The very first Fed Cup (originally the Federation Cup) took place in 1963 and was played over one week in a different locale each year. The competition attracted teams from 16 different countries from around the globe and was well supported by the top tennis players worldwide. The first event took place in London and the final match was between Australia and the United States with the Americans emerging victorious. Since that victory, the Americans have racked up a total of 17 overall titles. Australia ranks second with 7 titles.

How the Fed Cup is structured

After seeing the success of the Davis Cup, the powers that be decided to give the Fed Cup a similar format so in 1995, the Fed Cup changed its rules to allow women to play for their country on home soil. The current format which was introduced in 2005 incorporates two “8-Nation-world-groups” each playing home-and-away over three weekends throughout the year. The remaining nations are divided into three regional zones depending on location. The countries listed in “World Group I” compete for top honors.

Fed Cup records as of 2019

Country Number of titles First title Last title
United States 18 1963 2017
Czech Republic / Czechoslovakia 11 1975 2018
Australia 7 1964 1974
Spain 5 1991 1998
Soviet Union / Russia 4 2004 2008
Italy 4 2006 2013
Germany / West Germany 2 1966 2014
France 2 1997 2003
South Africa 1 1972
Belgium 1 2001
Slovakia 1 2002


In a sports world full of so many entertaining events and competitions, tennis is a sport that has not only withstood the test of time but has flourished. Events like Wimbledon and the US Open which started in the 1800’s have become even more popular today as evidenced by the throngs of fans attending these events and the gaggles of celebrities fighting for front seats at the best matches.

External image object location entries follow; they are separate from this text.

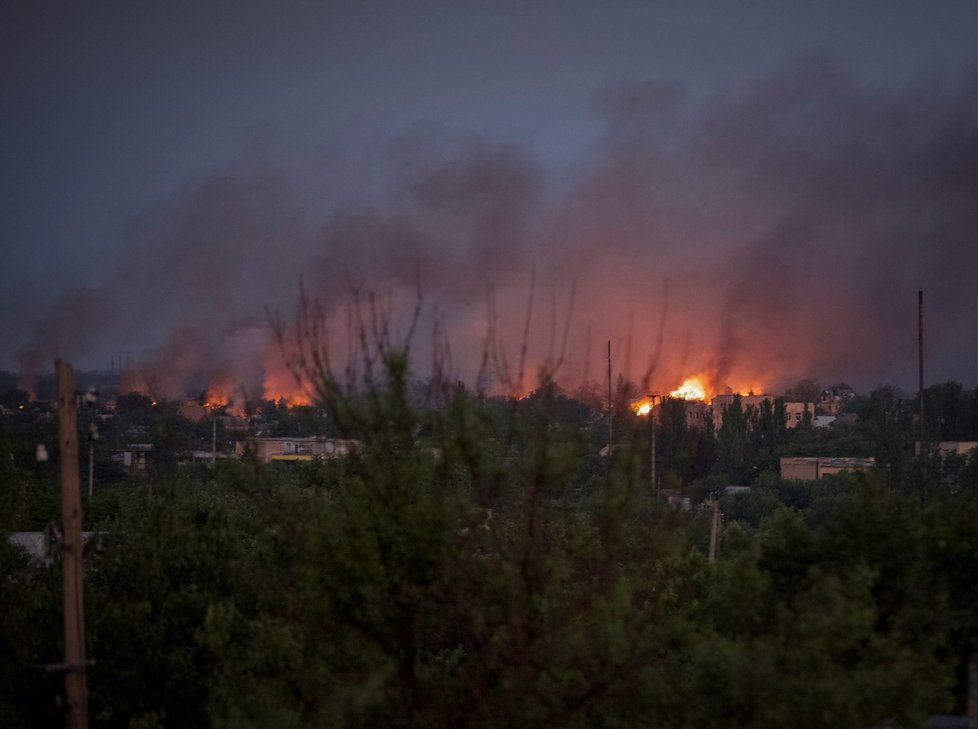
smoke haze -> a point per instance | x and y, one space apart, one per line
786 226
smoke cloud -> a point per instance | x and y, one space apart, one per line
780 231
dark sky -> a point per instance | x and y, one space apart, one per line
794 171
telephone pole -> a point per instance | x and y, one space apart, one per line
76 692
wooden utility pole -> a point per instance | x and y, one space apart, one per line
714 528
655 486
920 367
76 691
611 418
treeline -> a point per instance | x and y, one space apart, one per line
478 563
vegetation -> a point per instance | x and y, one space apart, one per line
478 563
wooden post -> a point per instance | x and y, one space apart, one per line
76 691
714 528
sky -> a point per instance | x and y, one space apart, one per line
755 191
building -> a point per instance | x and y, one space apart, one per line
134 458
833 399
269 449
806 468
794 411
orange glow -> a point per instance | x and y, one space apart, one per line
281 385
693 388
643 406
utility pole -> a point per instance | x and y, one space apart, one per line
714 528
610 410
655 486
76 691
920 366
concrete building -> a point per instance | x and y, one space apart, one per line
794 411
806 468
266 450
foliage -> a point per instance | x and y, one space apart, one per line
475 562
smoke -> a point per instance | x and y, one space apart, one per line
793 219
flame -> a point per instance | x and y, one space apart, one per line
281 385
643 406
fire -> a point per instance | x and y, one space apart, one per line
642 407
281 385
693 388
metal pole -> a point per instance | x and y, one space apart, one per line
76 691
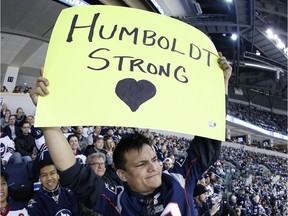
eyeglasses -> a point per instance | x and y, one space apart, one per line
98 164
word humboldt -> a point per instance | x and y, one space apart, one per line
144 37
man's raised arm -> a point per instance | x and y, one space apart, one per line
58 147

Smaller events like the Indian Wells Masters in California, the Hopman Cup in Australia, the Challenger Tour, the WTA Premier events, the Masters 1000 or the Miami Masters offer opportunities aplenty to key-in on some of the players who haven’t made it to the main stage yet.

With so many international matches happening throughout the year, a shrewd handicapper can find opportunity where others might not be looking. From players who specialize in playing on clay to players who do better when they play in front of their home crowd, knowledge is always power.